Drinking one or more cups of plain, black coffee a day has been associated with a long-term reduced risk of heart failure, according to three major studies from the American Heart Association (AHA).
Heart failure occurs when a weakened heart fails to supply the body’s cells with enough blood to get the oxygen needed to keep the body functioning properly. People with heart failure suffer fatigue and shortness of breath and have trouble walking, climbing stairs or other daily activities.
“It is intriguing that these three studies suggest that drinking coffee is associated with a decreased risk of heart failure and that coffee can be part of a healthy dietary pattern if consumed plain, without added sugar and high fat dairy products such as cream,” said experts.
The study, which began in 1948, enrolled over 5,000 people with no diagnosed heart disease who lived in Massachusetts, US. The study has followed those people and their offspring for 72 years over three generations.
Altogether, the studies provided dietary information on more than 21,000 adult Americans.
Compared with people who didn’t drink coffee, the analysis found the risk of heart failure over time decreased between 5 percent and 12 percent for each cup of coffee consumed each day in the study.
The risk of heart failure remained the same for drinking no coffee or one cup per day, according to another study. But when people drank two or more cups of black coffee a day the risk decreased by about 30 percent, the analysis found.
“The association between caffeine and heart failure risk reduction was surprising,” said senior author Dr. David Kao, medical director of the Colorado Center for Personalized Medicine at US.
“Coffee and caffeine are often considered by the general population to be ‘bad’ for the heart because people associate them with palpitations, high blood pressure, etc. The consistent relationship between increasing caffeine consumption and decreasing heart failure risk turns that assumption on its head,” Mr. Kao said in a statement.
Be a little cautious
All of these studies were done with drinking black coffee. However, many people add dairy, sugars, flavors or non dairy creamers that are high in calories, added sugar and fat. That likely negates any heart-healthy benefits, warns the AHA. Also, the benefit did not extend to decaffeinated coffee. Instead, the analysis found an association between decaf coffee and an increased risk for heart failure.

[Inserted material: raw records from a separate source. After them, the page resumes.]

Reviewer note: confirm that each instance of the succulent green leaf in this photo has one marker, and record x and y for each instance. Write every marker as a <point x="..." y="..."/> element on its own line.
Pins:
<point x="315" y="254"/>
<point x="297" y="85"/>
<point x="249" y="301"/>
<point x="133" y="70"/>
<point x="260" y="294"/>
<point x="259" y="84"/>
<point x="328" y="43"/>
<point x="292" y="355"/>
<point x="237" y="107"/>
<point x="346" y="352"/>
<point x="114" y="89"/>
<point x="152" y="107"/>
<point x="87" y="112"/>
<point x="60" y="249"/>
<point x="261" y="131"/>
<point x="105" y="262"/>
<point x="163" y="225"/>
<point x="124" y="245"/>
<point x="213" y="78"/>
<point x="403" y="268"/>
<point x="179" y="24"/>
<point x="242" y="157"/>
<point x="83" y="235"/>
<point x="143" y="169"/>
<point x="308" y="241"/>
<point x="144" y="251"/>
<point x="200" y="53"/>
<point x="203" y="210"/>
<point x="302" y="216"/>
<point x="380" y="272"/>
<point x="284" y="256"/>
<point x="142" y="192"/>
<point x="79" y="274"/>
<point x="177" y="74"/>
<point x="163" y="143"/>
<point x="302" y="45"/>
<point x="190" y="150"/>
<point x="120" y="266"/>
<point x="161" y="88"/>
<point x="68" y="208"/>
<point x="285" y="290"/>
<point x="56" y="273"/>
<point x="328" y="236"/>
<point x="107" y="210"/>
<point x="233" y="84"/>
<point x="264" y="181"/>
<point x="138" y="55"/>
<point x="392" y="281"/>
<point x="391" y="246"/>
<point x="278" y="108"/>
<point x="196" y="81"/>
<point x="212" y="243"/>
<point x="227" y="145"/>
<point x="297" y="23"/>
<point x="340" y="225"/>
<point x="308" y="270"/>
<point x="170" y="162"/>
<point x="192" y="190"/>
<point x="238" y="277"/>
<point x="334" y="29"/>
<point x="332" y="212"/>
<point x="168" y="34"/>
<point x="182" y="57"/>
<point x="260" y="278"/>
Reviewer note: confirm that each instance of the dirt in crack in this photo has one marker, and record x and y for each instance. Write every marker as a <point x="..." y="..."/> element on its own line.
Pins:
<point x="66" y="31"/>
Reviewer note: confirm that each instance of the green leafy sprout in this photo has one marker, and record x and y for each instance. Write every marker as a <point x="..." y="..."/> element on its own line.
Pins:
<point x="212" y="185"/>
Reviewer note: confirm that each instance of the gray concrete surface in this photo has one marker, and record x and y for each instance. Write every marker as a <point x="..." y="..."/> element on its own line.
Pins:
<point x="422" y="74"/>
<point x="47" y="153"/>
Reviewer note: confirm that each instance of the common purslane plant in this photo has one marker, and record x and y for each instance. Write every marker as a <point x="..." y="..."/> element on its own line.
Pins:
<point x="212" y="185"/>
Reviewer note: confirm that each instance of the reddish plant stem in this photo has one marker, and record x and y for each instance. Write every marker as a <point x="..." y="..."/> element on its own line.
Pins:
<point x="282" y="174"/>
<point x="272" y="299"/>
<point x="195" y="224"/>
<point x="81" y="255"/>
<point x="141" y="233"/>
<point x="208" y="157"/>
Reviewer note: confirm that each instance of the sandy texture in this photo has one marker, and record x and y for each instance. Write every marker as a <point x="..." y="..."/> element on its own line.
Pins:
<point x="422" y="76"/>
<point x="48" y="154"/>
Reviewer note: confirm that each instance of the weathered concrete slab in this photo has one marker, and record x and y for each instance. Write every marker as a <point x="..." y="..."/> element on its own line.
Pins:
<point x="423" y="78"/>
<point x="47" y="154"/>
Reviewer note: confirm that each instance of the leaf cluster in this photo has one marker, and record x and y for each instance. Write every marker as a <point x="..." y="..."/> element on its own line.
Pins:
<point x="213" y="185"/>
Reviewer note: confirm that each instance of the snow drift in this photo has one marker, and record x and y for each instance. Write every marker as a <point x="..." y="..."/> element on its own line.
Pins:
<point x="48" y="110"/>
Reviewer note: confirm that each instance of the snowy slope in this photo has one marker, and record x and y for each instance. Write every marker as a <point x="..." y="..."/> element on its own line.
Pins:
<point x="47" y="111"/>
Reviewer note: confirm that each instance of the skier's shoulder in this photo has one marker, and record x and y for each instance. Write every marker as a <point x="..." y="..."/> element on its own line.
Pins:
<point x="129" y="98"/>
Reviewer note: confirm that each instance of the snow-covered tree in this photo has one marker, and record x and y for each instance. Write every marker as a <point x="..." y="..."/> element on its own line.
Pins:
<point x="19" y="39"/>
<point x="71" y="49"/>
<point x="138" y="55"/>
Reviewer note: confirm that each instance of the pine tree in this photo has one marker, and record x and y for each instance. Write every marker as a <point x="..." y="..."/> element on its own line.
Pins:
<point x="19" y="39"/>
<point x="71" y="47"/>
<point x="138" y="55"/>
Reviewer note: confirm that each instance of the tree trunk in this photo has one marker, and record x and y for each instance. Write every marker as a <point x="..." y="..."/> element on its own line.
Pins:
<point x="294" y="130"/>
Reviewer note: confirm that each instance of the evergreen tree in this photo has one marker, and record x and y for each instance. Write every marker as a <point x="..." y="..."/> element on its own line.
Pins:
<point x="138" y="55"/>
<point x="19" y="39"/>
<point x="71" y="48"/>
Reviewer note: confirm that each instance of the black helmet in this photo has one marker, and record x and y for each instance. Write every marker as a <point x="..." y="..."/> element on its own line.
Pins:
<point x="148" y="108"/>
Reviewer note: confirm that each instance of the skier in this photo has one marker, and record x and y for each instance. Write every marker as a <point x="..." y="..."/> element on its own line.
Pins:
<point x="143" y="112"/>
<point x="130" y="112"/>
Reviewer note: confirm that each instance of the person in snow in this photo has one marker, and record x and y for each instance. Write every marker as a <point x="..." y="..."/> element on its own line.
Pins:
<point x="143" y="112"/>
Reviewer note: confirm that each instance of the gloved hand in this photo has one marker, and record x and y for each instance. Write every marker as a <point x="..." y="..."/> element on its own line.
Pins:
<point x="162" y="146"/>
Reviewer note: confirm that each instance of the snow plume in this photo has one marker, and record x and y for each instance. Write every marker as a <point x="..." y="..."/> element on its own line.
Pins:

Also be aware that in most studies a cup of coffee is only 8 ounces while the standard cup at the coffee shop is double that at 16 ounces.
Who should stay away from coffee?
Caffeine can be dangerous if consumed in excess by certain populations, research has shown. High levels of coffee consumption (more than 4 cups) during pregnancy was associated with low birth weight, preterm birth and stillbirths in a 2017 study. For women with a higher likelihood of bone fractures, coffee raised that risk though the same was not true for men.
Past studies also suggested people with sleep issues or uncontrolled diabetes should check with a doctor before adding caffeine to their diets.
And, of course, these benefits do not apply to kids. Children and adolescents should not drink colas, coffees, energy drinks or other beverages with any amount of caffeine, according to the American Academy of Pediatrics.